Le pouvoir d’autoriser l’abattage des arbres d’alignement entre les mains des préfets : une centralisation critiquée

Un nouveau décret d’application de la loi 3DS est paru au Journal officiel du 21 mai. Il détaille les règles de la nouvelle procédure d’autorisation préalable pour l’abattage des arbres le long de la voirie, procédure qui est désormais entre les mains du préfet. Sur ce sujet une fois de plus, le gouvernement n’a tenu aucun compte de l’avis défavorable des élu.es. 

Parmi les innombrables sujets abordés dans la loi 3DS du 21 février 2022, celui des « alignements d’arbres »  le long de la voirie publique fait l’objet de l’article 194. Cet article dispose qu’il est interdit d’abattre un arbre faisant partie d’un « alignement », sauf lorsque « l’état sanitaire ou mécanique du ou des arbres présente un danger pour la sécurité des personnes ou des biens ou un risque sanitaire pour les autres arbres ». Dans ce cas, l’abattage est possible sous réserve d’une déclaration préalable auprès du préfet, qui doit alors « informer sans délai »  le maire de la commune concernée.

Par ailleurs, un abattage peut être autorisé par le préfet « lorsque cela est nécessaire pour les besoins de projets de travaux, d’ouvrages ou d’aménagements ».

Ces dispositions devaient être précisées par décret, et ce décret a été publié hier, bien qu’ayant été rejeté deux fois par les représentants des élus au Conseil national d’évaluation des normes. 

Il détaille le contenu du dossier de déclaration de la demande d’abattage auprès du préfet qui doit notamment comporter, si l’abattage se fait pour des raisons de « santé »  de l’arbre, une étude phytosanitaire.

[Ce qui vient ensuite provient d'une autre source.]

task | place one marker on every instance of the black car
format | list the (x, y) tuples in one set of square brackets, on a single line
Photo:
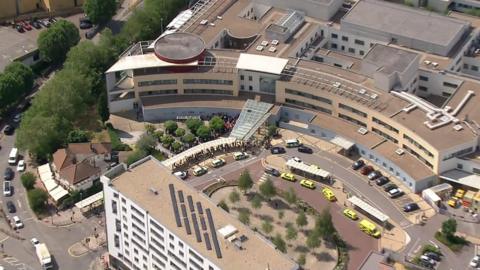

Le décret précise clairement que la décision d’abattre ou non un arbre est prise par le seul préfet, qui « peut s’opposer aux opérations objet de la déclaration, ou les subordonner au respect de prescriptions destinées à garantir l’effectivité des mesures de compensation, dans le délai d’un mois à compter de la date de réception de la déclaration ». 

Lorsque l’abattage se fait pour cause de travaux, il sera également nécessaire d’adresser au préfet un dossier contenant « la description des projets de travaux, d’ouvrages ou d’aménagements en cause et les raisons pour lesquelles les opérations projetées sur les arbres sont nécessaires ». Là encore, le préfet sera seul juge de l’autorisation. 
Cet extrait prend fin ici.